EABL plant at Ruaraka. FILE PHOTO | NMG

What you need to know:

  • Alcoholic drink brewers, already smarting from suppressed demand linked to the Covid-19 containment measures, face a fresh shock as excise duty looms on glass bottles.
  • Brewers have joined hands with other glass bottle users to protest the 25 percent excise tax introduced through the Business Laws (Amendment) Act, 2020, saying it will be punitive since the industry relies heavily on imports.

Alcoholic drink brewers, already smarting from suppressed demand linked to the Covid-19 containment measures, face a fresh shock as excise duty looms on glass bottles.

Brewers have joined hands with other glass bottle users to protest the 25 percent excise tax introduced through the Business Laws (Amendment) Act, 2020, saying it will be punitive since the industry relies heavily on imports.

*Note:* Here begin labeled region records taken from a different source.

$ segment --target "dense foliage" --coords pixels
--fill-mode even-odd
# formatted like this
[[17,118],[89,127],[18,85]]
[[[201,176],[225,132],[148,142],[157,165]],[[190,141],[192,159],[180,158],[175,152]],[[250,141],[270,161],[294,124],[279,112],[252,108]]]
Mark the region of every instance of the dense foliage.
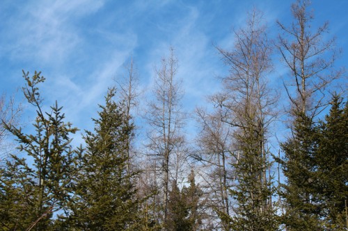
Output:
[[18,144],[0,162],[0,230],[347,230],[348,103],[329,90],[342,72],[327,24],[313,28],[309,6],[297,1],[291,26],[278,22],[275,47],[290,71],[281,142],[270,139],[284,125],[267,83],[274,46],[255,10],[233,47],[217,48],[229,74],[209,97],[214,108],[196,109],[200,132],[191,143],[173,48],[156,68],[141,141],[133,62],[79,147],[58,103],[44,110],[45,78],[23,72],[35,119],[22,129],[0,115]]

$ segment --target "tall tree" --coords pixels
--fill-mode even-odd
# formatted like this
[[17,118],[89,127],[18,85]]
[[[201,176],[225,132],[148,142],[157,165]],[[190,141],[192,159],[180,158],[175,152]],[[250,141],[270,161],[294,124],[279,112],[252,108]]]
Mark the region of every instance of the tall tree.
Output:
[[53,214],[66,212],[71,197],[76,155],[69,136],[77,129],[64,121],[62,108],[56,102],[51,112],[42,111],[38,85],[45,78],[40,73],[35,71],[31,78],[29,73],[23,74],[25,97],[36,109],[36,133],[25,134],[20,128],[3,123],[16,137],[23,157],[11,155],[12,160],[1,169],[0,214],[5,217],[1,220],[8,230],[49,230]]
[[16,105],[14,95],[9,98],[6,97],[6,94],[0,96],[0,162],[1,158],[5,159],[7,153],[13,151],[7,148],[9,145],[6,144],[6,139],[9,132],[3,123],[18,126],[22,112],[22,105]]
[[[168,189],[170,183],[170,162],[173,152],[180,150],[184,144],[180,133],[183,124],[183,114],[180,101],[182,97],[180,82],[176,80],[177,60],[171,49],[168,58],[164,58],[161,67],[156,70],[154,101],[148,105],[146,119],[150,126],[148,133],[150,155],[160,166],[155,166],[155,172],[163,173],[161,187],[163,188],[163,219],[167,219]],[[155,176],[155,178],[159,178]]]
[[[140,95],[138,89],[139,76],[133,59],[130,60],[129,65],[125,66],[125,69],[127,74],[122,77],[121,80],[118,80],[117,83],[120,88],[119,98],[124,102],[125,117],[127,121],[128,121],[128,126],[130,126],[132,123],[134,123],[134,117],[132,116],[132,114],[139,104],[138,97]],[[134,126],[133,129],[135,130],[136,127]],[[134,136],[129,137],[129,140],[128,140],[129,144],[127,145],[128,160],[127,171],[129,175],[132,173],[133,169],[136,169],[134,167],[136,165],[134,163],[135,160],[133,160],[136,155],[133,148],[134,138]]]
[[127,151],[133,125],[125,105],[113,101],[110,89],[105,105],[93,119],[94,132],[86,131],[86,151],[76,182],[72,227],[83,230],[136,230],[139,201],[127,172]]
[[180,190],[174,181],[169,191],[168,219],[166,226],[173,231],[201,230],[202,214],[200,213],[200,198],[203,194],[196,184],[194,172],[189,176],[189,187]]
[[[197,137],[198,149],[192,154],[193,158],[199,162],[200,175],[203,176],[207,200],[207,206],[214,207],[220,212],[230,216],[231,198],[228,188],[233,181],[233,168],[230,162],[235,161],[232,153],[232,128],[225,123],[226,110],[218,107],[213,112],[208,113],[202,108],[197,108],[197,120],[200,124],[200,132]],[[210,212],[212,220],[216,214]],[[228,230],[226,222],[215,222],[223,230]]]
[[334,39],[324,39],[329,23],[313,29],[310,5],[310,0],[297,0],[291,6],[292,25],[278,22],[281,33],[277,47],[291,73],[291,80],[285,87],[292,112],[310,118],[327,105],[330,99],[325,90],[342,75],[342,70],[333,68],[337,51]]
[[290,26],[278,22],[281,34],[278,48],[290,71],[290,80],[285,83],[291,103],[289,111],[292,135],[281,144],[282,164],[287,178],[281,192],[286,212],[284,221],[292,230],[320,229],[319,194],[315,189],[316,117],[328,105],[328,89],[338,78],[334,40],[325,40],[328,23],[313,28],[310,1],[292,5],[294,22]]
[[235,198],[230,216],[221,213],[232,230],[274,230],[276,210],[271,203],[274,189],[268,173],[271,162],[267,148],[267,128],[276,114],[276,99],[267,87],[271,69],[271,47],[262,24],[262,14],[249,14],[245,28],[235,31],[231,51],[218,48],[230,67],[223,78],[225,94],[216,102],[227,110],[225,122],[234,129],[232,162],[235,186],[230,194]]
[[334,95],[330,104],[325,121],[316,129],[317,174],[313,184],[319,194],[317,204],[324,228],[343,230],[348,195],[348,103],[342,105],[342,99]]

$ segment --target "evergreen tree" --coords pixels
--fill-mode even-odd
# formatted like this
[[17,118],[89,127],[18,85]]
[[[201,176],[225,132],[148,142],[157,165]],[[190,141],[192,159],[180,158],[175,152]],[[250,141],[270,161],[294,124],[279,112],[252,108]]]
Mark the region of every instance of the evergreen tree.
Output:
[[191,171],[189,176],[189,187],[184,186],[180,191],[175,181],[169,191],[168,219],[167,229],[173,231],[200,230],[202,215],[200,214],[200,197],[202,190],[196,185]]
[[299,112],[293,123],[292,137],[281,144],[283,171],[287,178],[280,192],[286,212],[283,223],[290,230],[319,229],[318,194],[315,189],[315,128],[312,119]]
[[326,229],[342,229],[345,200],[348,195],[348,104],[333,96],[325,121],[317,126],[315,162],[315,190],[319,194],[322,219]]
[[5,230],[49,230],[53,214],[66,212],[70,198],[76,155],[69,135],[77,129],[64,122],[56,103],[50,113],[42,112],[37,86],[45,80],[40,73],[32,78],[23,74],[25,97],[36,109],[36,133],[25,134],[3,121],[19,142],[23,157],[11,155],[0,171],[0,219]]
[[86,131],[86,151],[76,182],[72,205],[72,227],[81,230],[135,230],[139,201],[128,174],[129,137],[134,126],[128,123],[123,105],[113,101],[109,90],[94,132]]

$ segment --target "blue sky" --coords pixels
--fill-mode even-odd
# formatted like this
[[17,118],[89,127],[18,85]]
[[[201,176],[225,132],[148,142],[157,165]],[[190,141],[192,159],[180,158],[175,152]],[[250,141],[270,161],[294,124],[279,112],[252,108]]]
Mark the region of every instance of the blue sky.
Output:
[[[330,23],[348,60],[348,1],[313,0],[313,25]],[[22,69],[41,71],[45,105],[55,100],[68,120],[90,129],[97,105],[108,87],[124,74],[131,57],[138,67],[141,90],[151,87],[155,67],[172,46],[179,60],[187,112],[204,105],[221,89],[218,76],[228,71],[214,44],[230,48],[231,30],[243,26],[253,6],[264,12],[270,37],[278,33],[277,19],[292,19],[287,0],[33,0],[0,1],[0,91],[12,94],[23,85]],[[274,82],[286,74],[274,58]],[[281,84],[278,84],[281,86]],[[22,96],[18,95],[18,99]],[[144,105],[143,102],[141,102]],[[29,109],[29,108],[27,108]],[[30,112],[30,110],[29,110]],[[30,118],[33,114],[25,114]],[[33,117],[31,117],[33,118]]]

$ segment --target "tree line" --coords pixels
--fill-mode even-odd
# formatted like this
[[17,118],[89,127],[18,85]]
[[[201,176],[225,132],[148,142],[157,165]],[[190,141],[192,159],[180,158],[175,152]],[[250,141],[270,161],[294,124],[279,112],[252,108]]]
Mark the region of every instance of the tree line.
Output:
[[[118,89],[108,89],[80,146],[57,102],[43,110],[45,77],[23,71],[36,114],[25,133],[21,108],[0,99],[0,142],[12,135],[19,151],[0,164],[0,230],[348,230],[348,103],[344,91],[333,90],[344,69],[334,66],[328,24],[313,27],[310,3],[299,0],[291,11],[290,25],[277,22],[276,41],[254,9],[233,31],[233,47],[216,47],[229,74],[208,97],[213,110],[196,108],[191,142],[173,49],[155,70],[141,145],[133,61]],[[268,78],[274,53],[289,71],[288,134],[276,144],[279,92]]]

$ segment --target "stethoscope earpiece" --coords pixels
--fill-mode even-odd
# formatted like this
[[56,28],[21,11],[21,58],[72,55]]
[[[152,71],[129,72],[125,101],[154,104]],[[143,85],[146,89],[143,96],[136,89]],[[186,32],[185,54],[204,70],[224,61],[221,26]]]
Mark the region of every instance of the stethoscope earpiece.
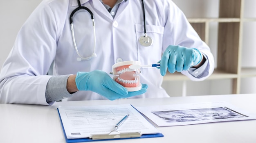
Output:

In a memorandum presented to the Departmental Committee on Finance and National Planning chaired by Kipkelion East MP Joseph Limo, the glass users comprising the Kenya Breweries Limited (KBL), Coca-Cola beverages Africa, UDV Kenya Limited, Kenya Wines Agency Limited (KWAL) and Trufoods Limited have asked that the excise duty be removed for being counterproductive.

The manufacturers want the First Schedule to the Excise Duty Act amended by deleting the proposed 25 percent excise duty on imported glass “because local glass making companies do not have the capacity to serve increased orders”.

“They lack modern glass technology, which prevents them from switching from one type of glass to the next efficiently and the protection of glass manufacturing companies in Kenya violates the principle of equity and fairness in the taxation of excisable goods.

“It will increase the cost of alcoholic products and soft drinks beverages in a season when household disposable income is facing the greatest negative impact due to the Covid-19 pandemic,” the manufacturers wrote.

The Kenya Revenue Authority (KRA) is said to have pushed for the amendments to boost its war on an alcohol cartel evading tax through uncustomed liquor apart from boosting the sourcing of the bottles from within the country.

Insiders at Times Tower (the KRA headquarters in Nairobi), who did not want to be named, however, said bottle trade has been a key link in the multibillion tax evasion in the alcohol sector. The cartel comprises suppliers of fake excise stamps and smugglers of ethanol who enlarge the tax evasion loophole and reverse KRA’s gains in collecting tax.